High Server CPU Load During Batch Data Insertion in Projects

Note:
This topic has been translated from a Chinese forum by GPT and might contain errors.

Original topic: 项目批量写入数据的时候服务器CPU负载高

| username: SoHuDrgon

[TiDB Usage Environment] Production Environment
[TiDB Version] v7.1.0
[Encountered Problem: Symptoms and Impact]
This is a Java project that pulls CSV files from FTP daily. Each CSV file contains over 1 million entries. The Java project converts these entries into SQL statements and batch inserts them into TiDB. However, during the insertion, TiDB’s CPU usage spikes dramatically, with the load on a 40-core CPU reaching around 80-100.

Optimizations attempted:

  1. Adjusted JDBC parameters:
    useSSL=false&useServerPrepStmts=true&cachePrepStmts=true&prepStmtCacheSize=256&prepStmtCacheSqlLimit=2048&rewriteBatchedStatements=true&allowMultiQueries=true&useConfigs=maxPerformance
    The issue still persists.
  2. Adjusted the number of entries per batch insert. Reduced the number of entries per insert statement from 2000 to 1000, then from 1000 to 500, and finally from 500 to 400. The issue still persists.
  3. Enabled table creation with /*T! SHARD_ROW_ID_BITS=4 PRE_SPLIT_REGIONS=2 */

[Resource Configuration] Go to TiDB Dashboard - Cluster Info - Hosts and take a screenshot of this page

If you need any additional information, please let me know, and I will provide the monitoring data for your review.

| username: zhanggame1 | Original post link

There isn’t much of a good solution. If you can reduce the indexes on the table, it can significantly increase the insertion speed. Also, avoid inserting one row at a time; inserting ten thousand rows in a single insert statement shouldn’t be a problem.

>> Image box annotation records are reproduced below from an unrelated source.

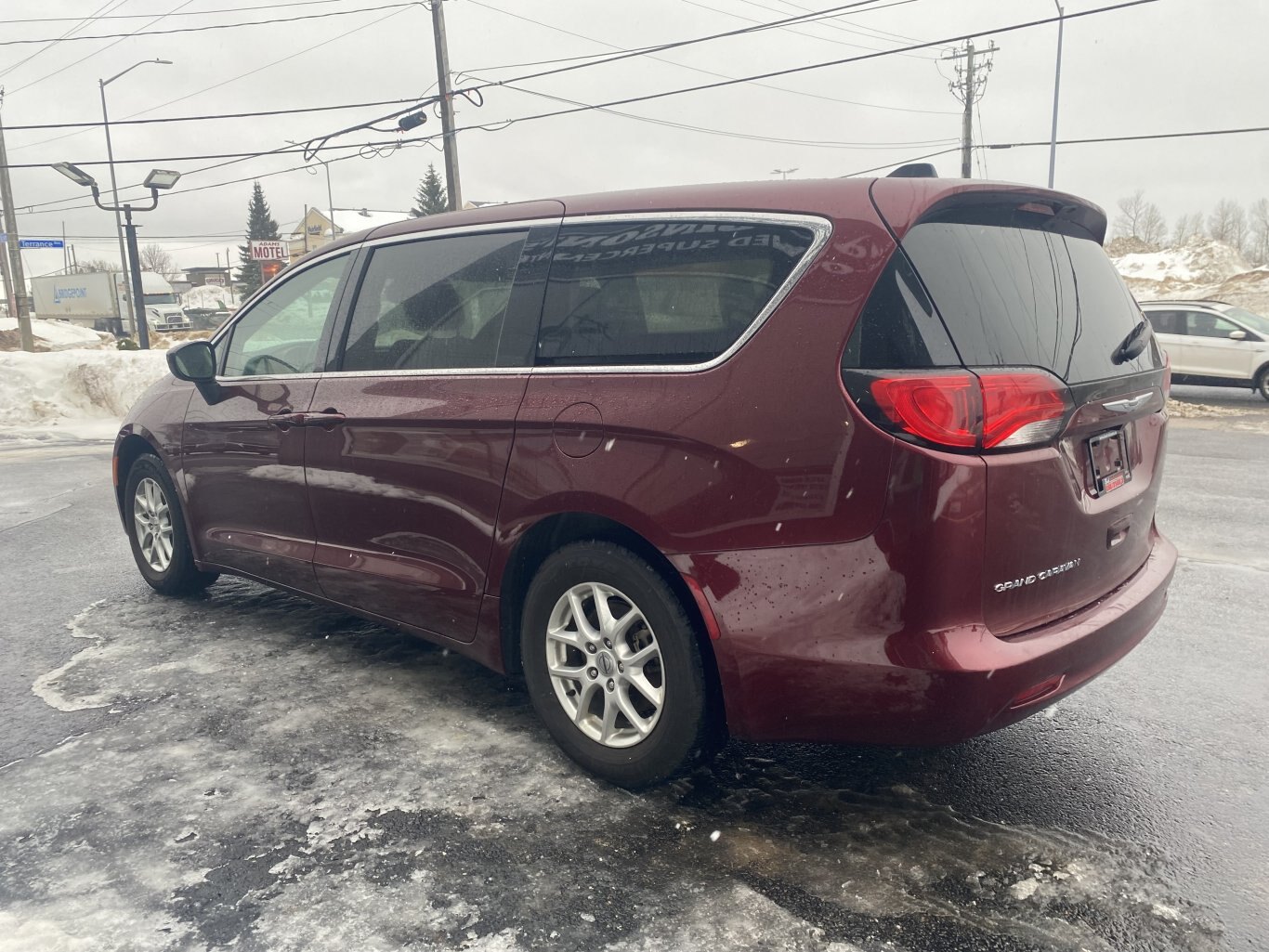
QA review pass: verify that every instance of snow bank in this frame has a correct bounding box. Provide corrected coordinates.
[0,350,167,439]
[1112,238,1269,314]
[180,284,242,311]
[0,318,114,350]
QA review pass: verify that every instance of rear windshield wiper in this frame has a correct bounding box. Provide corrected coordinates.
[1110,318,1150,363]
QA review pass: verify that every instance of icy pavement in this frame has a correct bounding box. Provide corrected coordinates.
[0,580,1221,952]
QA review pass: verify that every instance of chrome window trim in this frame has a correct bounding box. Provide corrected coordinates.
[211,211,832,382]
[354,217,559,251]
[528,211,832,376]
[207,245,360,384]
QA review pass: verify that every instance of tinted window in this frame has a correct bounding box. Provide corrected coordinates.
[343,231,527,371]
[842,254,961,370]
[904,222,1161,384]
[223,255,347,377]
[1145,311,1185,333]
[1185,311,1241,340]
[537,221,814,364]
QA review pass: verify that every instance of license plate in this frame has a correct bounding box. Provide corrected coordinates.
[1089,430,1132,496]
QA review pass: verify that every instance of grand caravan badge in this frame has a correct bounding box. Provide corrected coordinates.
[992,558,1081,592]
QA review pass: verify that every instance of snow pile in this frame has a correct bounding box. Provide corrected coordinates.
[180,284,242,311]
[0,350,167,439]
[1116,238,1251,286]
[0,318,114,350]
[1112,238,1269,314]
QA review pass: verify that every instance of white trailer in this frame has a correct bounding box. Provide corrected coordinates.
[31,271,190,333]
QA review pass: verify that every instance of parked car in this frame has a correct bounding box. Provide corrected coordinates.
[114,177,1175,787]
[1141,301,1269,400]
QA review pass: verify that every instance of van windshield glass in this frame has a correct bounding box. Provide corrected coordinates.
[904,222,1162,384]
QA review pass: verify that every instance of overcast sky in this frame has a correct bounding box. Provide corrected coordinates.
[0,0,1269,276]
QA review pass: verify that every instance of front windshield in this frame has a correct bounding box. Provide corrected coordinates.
[1224,307,1269,333]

| username: SoHuDrgon | Original post link

I am currently using a single insert with 1000 rows of data. Additionally, the table has the following indexes:
KEY idx_CUSTOMER_NUMBER (CUSTOMER_NUMBER),
KEY idx_IDENTITY_NUMBER (IDENTITY_NUMBER),
KEY idx_PHONE (PHONE),
KEY idx_LOAN_CARD_NO (LOAN_CARD_NO),
KEY idx_MERCHANT_NAME (CUSTOMER_NAME),
KEY idx_LOAN_START_DATE (LOAN_START_DATE),
KEY idx_IS_REPAYMENT (IS_REPAYMENT),
KEY idx_LOAN_END_DATE (LOAN_END_DATE),
KEY idx_PRODUCT_TYPE (PRODUCT_TYPE),
KEY idx_IS_UPLOADED (IS_UPLOADED)
) ENGINE=InnoDB DEFAULT CHARSET=utf8mb4 COLLATE=utf8mb4_bin /*T! SHARD_ROW_ID_BITS=4 PRE_SPLIT_REGIONS=2 */

| username: zhanggame1 | Original post link

You have too many indexes, which will seriously affect insert performance.

| username: 大飞哥online | Original post link

There are so many indexes, and they are constantly being maintained during batch inserts. Delete them and create them after the import is complete.

| username: SoHuDrgon | Original post link

Okay, thank you everyone. I removed all the indexes today, and I’ll observe the results tomorrow!

| username: 大飞哥online | Original post link

Optimize your indexes as well. Do you really need that many indexes? Consider it in conjunction with your business needs.

| username: 昵称想不起来了 | Original post link

Or maybe directly use TiDB’s tool for importing, it might be better optimized than handling it yourself. TiDB Lightning 并行导入 | PingCAP 文档中心

| username: Fly-bird | Original post link

Optimize index

| username: SoHuDrgon | Original post link

Thank you, everyone. Today I observed that without indexes, the system load is very low.



I noticed that the indexes created by the developers are not being used in the explain plan.

No more indexes will be created.

| username: zhanggame1 | Original post link

Remove all the indexes, and if you find that there are indeed slow queries that need indexes, add them back.

| username: 大飞哥online | Original post link

That’s right, frequently used ones should have indexes, but for those that run occasionally, don’t create them.

| username: system | Original post link

This topic was automatically closed 60 days after the last reply. New replies are no longer allowed.